The new issue of the Norwegian fine craft magazine The Vessel has a garden theme, the perfect setting for an article on Frida Hansen and the passion for gardens that led to decades of woven floral images. The article, “Frida Hansen’s Rose Garden: A Tribute to Feminine Crafts,” was written by Adine Lexow, exactly the right scholar for the subject. Lexow currently has a three-year research fellowship at the Nasjonalmuseet in Oslo. In her doctoral project, “Frida Hansen: Weaver, Gardener, Artist, Woman,” she will explore how Hansen’s intense fascination with flowers and dedicated work with gardens influenced her Art Nouveau-inspired designs and weaving practice.
In her article, Lexow closely investigates one of Hansen’s monumental tapestries, I Rosenhavn (In the Rose Garden), and relates it to Hansen’s lifelong love of gardens and deep knowledge of flowers. If “Write what you know” is good advice for writers, “Weave what you know” could describe Hansen’s artistic life. Her knowledge of the natural world, plants, and garden design provided inspiration for decades. Lexow writes, “Her monumental tapestries and her other interior weavings are also full of flowers, with roses appearing most frequently. This includes everything from different coloured imported and domesticated garden roses, wild roses, ‘farmers roses’ inspired by Norwegian rose-painting, and traditional geometric åttebladsroser (eight-petalled roses).”

Lexow is a remarkable researcher. She found a beautiful quote about Hansen’s deep-seated need to be surrounded by flowers in a 1902 letter.
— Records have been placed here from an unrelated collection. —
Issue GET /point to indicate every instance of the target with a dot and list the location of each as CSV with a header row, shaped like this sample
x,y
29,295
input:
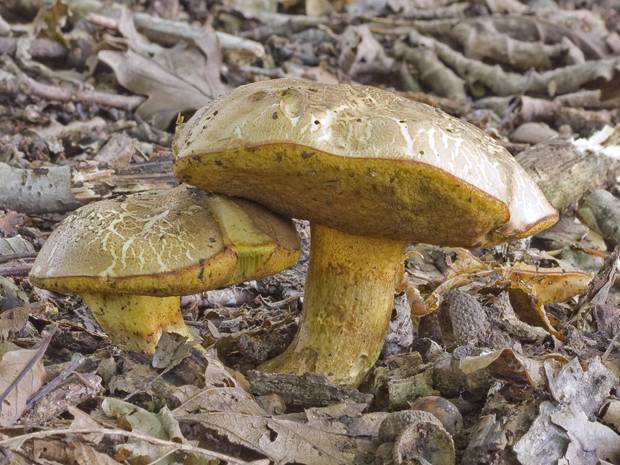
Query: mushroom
x,y
131,258
371,171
Hansen wrote to her friend and colleague Herman Schirmer:
“I am determined now to get myself a small Home or a Studio where I can be surrounded by Flowers — remember the Traditions I have, two Grandmothers who were both passionate Garden lovers and Flower growers — one artistic and the other practical. Once, I should get the Opportunity to show You the Remains of the old Gardens at Hindal (Mother’s Mother’s) – then you would surely gain Respect for the Grand-Daughter. Yes, I must now have Flowers around me — I must now get what I have longed for all these Years.”
She succeeded in that goal. At Bestumhus, her home built in 1903, Hansen created beautiful gardens where many of the plants and bushes from that era still grow.
Lexow’s perceptive analysis of In the Rose Garden in relation to garden design revealed aspects of the tapestry I had not noticed before. For example, she describes the blue areas in the border as “symmetrically constructed oval-shaped water pools … framing the central motif.” Hansen created this border, Lexow explains, “to mark that the rose garden was only a smaller part of a larger park facility with flower beds, lawns, and fountains.”

This is a beautiful article, and I recommend reading it.
Frida Hansen’s Rose Garden: A Tribute to Feminine Crafts
I look forward to more articles by Lexow based on her current research. She has also been studying Frida Hansen’s natural dye recipes, and was able to experiment with them during a fellowship in Germany. Last fall she attended my transparent tapestry weaving workshop at the Norsk Folkemuseum and told the class about some of that research. I found it fascinating that some of the ingredients specified in Hansen’s dye recipes are now considered toxic and required Lexow to mix the dyes under a hood, reaching her hands in through special protected sleeves. I am eager for Lexow to write more about Frida Hansen’s dyeing, and to see what other insights emerge from her close study of Hansen’s materials, methods, and artistic world.